I'd like to note that this draft has recently had its last call
period, and has been proposed for publishing early last month. I don't
know how long this publishing process usually takes, but it seems like
the WG considers the text final, so unless this would take months I
wouldn't mind keeping this patch around as "waiting for external
process to complete". Sure, it's earlier than the actual release of
the standard, but that wasn't a blocker for SQL features that were
considered finalized either.
Kind regards,
Matthias van de Meent
Neon (https://neon.tech)
On 6 Jul 2023, at 15:29, Matthias van de Meent <boekewurm+postgres@gmail.com> wrote:
On Thu, 6 Jul 2023 at 14:24, Daniel Gustafsson <daniel@yesql.se> wrote:
On 22 Jun 2023, at 20:30, Nikolay Samokhvalov <samokhvalov@gmail.com> wrote:
Some small updates as I see them:
- there is revision 7 now in https://github.com/ietf-wg-uuidrev/rfc4122bis
- noticing that there is no commitfest record, I created one:I will actually go ahead and close this entry in the current CF, not because we
don't want the feature but because it's unlikely that it will go in now given
that standardization is still underway. Comitting anything right now seems
premature, we might as well wait for standardization given that we have lots of
time before the v17 freeze.I'd like to note that this draft has recently had its last call
period, and has been proposed for publishing early last month.
Sure, but this document is in AD Evaluation and there are many stages left in
the IESG process, it may still take a fair bit of time before this is done.
Sure, it's earlier than the actual release of
the standard, but that wasn't a blocker for SQL features that were
considered finalized either.
I can't speak for any SQL standard features we've committed before being
standardized, it's for sure not the norm for the project.

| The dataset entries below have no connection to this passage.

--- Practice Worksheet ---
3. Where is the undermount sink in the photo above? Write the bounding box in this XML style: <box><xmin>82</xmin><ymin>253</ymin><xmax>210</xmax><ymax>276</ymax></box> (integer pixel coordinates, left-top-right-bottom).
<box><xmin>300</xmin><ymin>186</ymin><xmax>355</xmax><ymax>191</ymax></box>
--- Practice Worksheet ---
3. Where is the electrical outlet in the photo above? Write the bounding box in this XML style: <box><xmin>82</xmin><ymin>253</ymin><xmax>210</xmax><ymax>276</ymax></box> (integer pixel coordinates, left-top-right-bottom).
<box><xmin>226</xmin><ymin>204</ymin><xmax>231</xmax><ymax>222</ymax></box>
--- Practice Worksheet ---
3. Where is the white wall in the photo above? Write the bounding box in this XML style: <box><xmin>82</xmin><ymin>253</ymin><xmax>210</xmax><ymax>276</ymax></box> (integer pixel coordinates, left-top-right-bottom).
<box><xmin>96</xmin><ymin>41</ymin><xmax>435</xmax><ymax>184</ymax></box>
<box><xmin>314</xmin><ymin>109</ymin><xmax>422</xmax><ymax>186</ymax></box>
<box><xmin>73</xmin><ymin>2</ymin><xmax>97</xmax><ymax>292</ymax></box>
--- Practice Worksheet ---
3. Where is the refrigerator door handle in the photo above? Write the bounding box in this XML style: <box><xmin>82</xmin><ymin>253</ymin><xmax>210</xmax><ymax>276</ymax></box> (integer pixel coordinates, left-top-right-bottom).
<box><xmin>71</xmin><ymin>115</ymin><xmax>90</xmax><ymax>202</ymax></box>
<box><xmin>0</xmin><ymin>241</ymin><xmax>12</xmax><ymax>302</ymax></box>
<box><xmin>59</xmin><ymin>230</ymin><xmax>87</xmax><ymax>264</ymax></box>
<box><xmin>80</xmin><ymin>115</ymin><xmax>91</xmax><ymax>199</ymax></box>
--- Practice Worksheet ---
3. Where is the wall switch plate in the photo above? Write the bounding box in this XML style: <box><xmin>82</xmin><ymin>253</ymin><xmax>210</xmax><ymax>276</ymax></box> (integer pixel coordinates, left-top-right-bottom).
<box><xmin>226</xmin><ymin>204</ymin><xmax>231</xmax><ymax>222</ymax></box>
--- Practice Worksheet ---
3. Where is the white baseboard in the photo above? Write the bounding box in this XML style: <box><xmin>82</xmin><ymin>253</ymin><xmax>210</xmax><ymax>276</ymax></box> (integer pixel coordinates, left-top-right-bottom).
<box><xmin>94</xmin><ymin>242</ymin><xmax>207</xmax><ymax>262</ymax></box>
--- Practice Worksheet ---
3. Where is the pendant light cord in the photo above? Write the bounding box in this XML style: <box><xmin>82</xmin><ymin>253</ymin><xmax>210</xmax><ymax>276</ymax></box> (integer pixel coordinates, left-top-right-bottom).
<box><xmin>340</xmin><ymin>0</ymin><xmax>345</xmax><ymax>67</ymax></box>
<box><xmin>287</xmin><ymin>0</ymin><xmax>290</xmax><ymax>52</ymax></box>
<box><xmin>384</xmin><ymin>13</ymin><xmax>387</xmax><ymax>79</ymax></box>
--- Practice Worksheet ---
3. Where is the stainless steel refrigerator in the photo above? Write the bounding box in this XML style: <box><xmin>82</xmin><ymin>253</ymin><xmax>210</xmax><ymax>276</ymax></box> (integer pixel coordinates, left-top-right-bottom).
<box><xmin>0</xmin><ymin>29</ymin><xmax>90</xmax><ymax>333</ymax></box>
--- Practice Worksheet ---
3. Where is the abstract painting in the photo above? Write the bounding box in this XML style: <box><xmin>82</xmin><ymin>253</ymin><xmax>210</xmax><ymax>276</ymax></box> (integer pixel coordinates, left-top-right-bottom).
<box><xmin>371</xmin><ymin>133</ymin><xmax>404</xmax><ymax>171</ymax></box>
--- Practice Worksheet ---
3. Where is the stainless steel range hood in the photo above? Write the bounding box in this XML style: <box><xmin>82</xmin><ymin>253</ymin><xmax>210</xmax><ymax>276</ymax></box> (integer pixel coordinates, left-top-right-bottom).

I'm only commenting
on this particular Internet standard which we have plenty of time to commit
before v17 without rushing to beat a standards committee.
Also, if you look you can see that I moved it to the next CF in a vague hope
that standardization will be swift (which is admittedly never is).
--
Daniel Gustafsson
Daniel Gustafsson <daniel@yesql.se> writes:
On 6 Jul 2023, at 15:29, Matthias van de Meent <boekewurm+postgres@gmail.com> wrote:
Sure, it's earlier than the actual release of
the standard, but that wasn't a blocker for SQL features that were
considered finalized either.
I can't speak for any SQL standard features we've committed before being
standardized, it's for sure not the norm for the project.
We have done a couple of things that way recently. An important
reason why we felt we could get away with that is that nowadays
we have people who actually sit on the SQL committee and have
reliable information on what's likely to make it into the final text
of the next version. I don't think we have equivalent visibility or
should have equivalent confidence about how UUID v7 standardization
will play out.
regards, tom lane
On 06.07.23 16:02, Tom Lane wrote:
Daniel Gustafsson <daniel@yesql.se> writes:
On 6 Jul 2023, at 15:29, Matthias van de Meent <boekewurm+postgres@gmail.com> wrote:
Sure, it's earlier than the actual release of
the standard, but that wasn't a blocker for SQL features that were
considered finalized either.I can't speak for any SQL standard features we've committed before being
standardized, it's for sure not the norm for the project.We have done a couple of things that way recently. An important
reason why we felt we could get away with that is that nowadays
we have people who actually sit on the SQL committee and have
reliable information on what's likely to make it into the final text
of the next version. I don't think we have equivalent visibility or
should have equivalent confidence about how UUID v7 standardization
will play out.
(I have been attending some meetings and I'm on the mailing list.)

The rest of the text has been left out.